Traders are hoping to hear more dovish commentary from Powell, after he softened his stance last week, and traders are now betting on fewer rate hikes for next year.
But it’s the G-20 meeting could set the tone for markets and the economy for months to come, since it is expected Trump could decide whether to continue to ramp up his tariffs on Chinese goods; hold off on further tariffs and initiate discussions, or in the best case, drop the existing tariffs and move toward a deal.
Redler said the market would surge if the best case is the outcome, and stocks could get back to highs. But if Trump is just negative and there are no signs of future negotiations, stocks could quickly test the lows and break lower.
It was encouraging that some of the momentum stocks gained Wednesday before Apple dampened the rally. “A lot of names are battered and bruised,” said Redler, but it was positive that when the Dow was down 400 points Tuesday, and buyers came into names like Facebook.
Perhaps no stock has guided market sentiment more than Apple, which fell below its 200-day moving average Nov. 13.
“The behavior of Apple raises doubts that the Thanksgiving bounce attempt has any validity,” said Redler. He said traders on Friday will be watching Tuesday’s low of $175.50. “If that doesn’t hold, it could be a headwind for the market and tech with potential downside for Apple in the $160s.”
Apple finished the day at $176.78, down 20 cents.
Strategists say the market could still retest the October lows — 2,603 on the S&P 500 — before it turns higher, but that retest could come soon depending on the outcome of G-20, or even after a seasonal, year-end rally.

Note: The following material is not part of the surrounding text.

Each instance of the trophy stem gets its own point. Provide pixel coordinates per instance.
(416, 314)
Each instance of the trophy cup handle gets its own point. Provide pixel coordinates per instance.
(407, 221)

Todd Sohn, technical analyst at Strategas Research, said he would not confuse Tuesday’s weakness with a low. “A lot of the things we follow came up short…volumes were higher but they were not extreme,” he said. “I don’t know how much weight to put on today’s rally given the holiday.”
The market still needs to show signs of capitulating in more than just tech names, he said.
“The next five weeks are a really strong seasonal period and that is the one thing we’re very reluctant to fight…you could still get a seasonal rally,” said Sohn.
Stovall said the market needs a positive catalyst in order to really move higher.
“I think that we’ve got to hear something from the Fed, from Trump or from corporations regarding forward guidance. That would in a sense, undo some of the worries that had been built into equity prices before this could become a more meaningful and lasting rally,” he said.
Stovall said in the other years where the performance was poor from the start of the fourth quarter through Nov. 20, stocks were positive 80 percent into the end of the year, and in those 20 occasions, stocks were on average up 4.1 percent in the same period.
Stovall said stocks would respond positively if Powell were to moderate his rate hiking tone and sound more dovish.